• Etats-Unis : du mieux, mais qui prépare le retour à la normale des taux d’intérêt… chez eux. Il faut le savoir ! L’investissement des entreprises américaines continue de croître, en liaison avec la remontée des profits, tandis que les ménages achètent davantage de logements et d’automobiles, en liaison avec la reprise de l’emploi. La croissance va donc dépasser 2 % cette année, en attendant plus de 3 % l’an prochain. Donc la hausse des taux d’intérêt va s’enclencher l’an prochain, après la fin, dans quelques semaines, des achats de bons du trésor et de titres hypothécaires par la FED. Cette hausse des taux courts n’est pas dans le radar des marchés.
  • Chine : du « ralentissement voulu », puisque la croissance est en train de passer d’un moteur de demande externe à un moteur de demande interne. Mais entre « ralentissement voulu » et « ralentissement maîtrisé » il y a de la marge. Ensuite, les excédents externes chinois qui permettent d’acheter des bons du trésor américains vont se réduire, les achats de bons de trésor français aussi.
  • Japon : pas encore fini, avec le traitement de choc de l’Abenomics. La croissance est freinée, en liaison avec les hausses de TVA, le yen a baissé. Comme d’autres hausses de TVA vont avoir lieu, il faudra de nouvelles impulsions monétaires pour faire remonter encore l’inflation et baisser le yen. Pendant ce temps, les investisseurs voient les pertes en capital qu’ils subissent et subiront… et vont vers les actions.
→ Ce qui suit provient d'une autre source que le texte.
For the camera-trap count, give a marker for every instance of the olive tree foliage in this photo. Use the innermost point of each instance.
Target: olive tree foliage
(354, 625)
  • Zone euro : un ralentissement profond, qui ne peut se résoudre par la seule politique monétaire. La BCE baisse ses taux (fait) puis tentera d’agir directement, si le crédit bancaire ne repart pas. En cours. Et si ceci ne marche pas, puisque les plus grandes entreprises vont vers les marchés obligataires, pas le crédit bancaire ? Et si ceci ne suffit pas pour les PME, dans un monde où les taux américains sont à la hausse ? Monsieur Draghi pourra-t-il acheter alors des bons du trésor sans réaction violente de la Buba ? Là, il y aura d’importants remous.
  • France : une situation préoccupante dans l’alimentaire. Les grandes entreprises et les PME importantes, exportatrices, vont mieux et sont de plus en plus liquides. Mais elles s’interrogent avant d’investir pour accroître leurs capacités, dans un monde à croissance faible. Elles préfèrent accroître leurs liquidités et se lancer dans des fusions. Dans ce contexte, l’emploi n’augmente pas et tout le monde s’inquiète. Les ménages épargnent et serrent encore leur consommation, leur alimentation désormais, après le textile il y a quelques mois.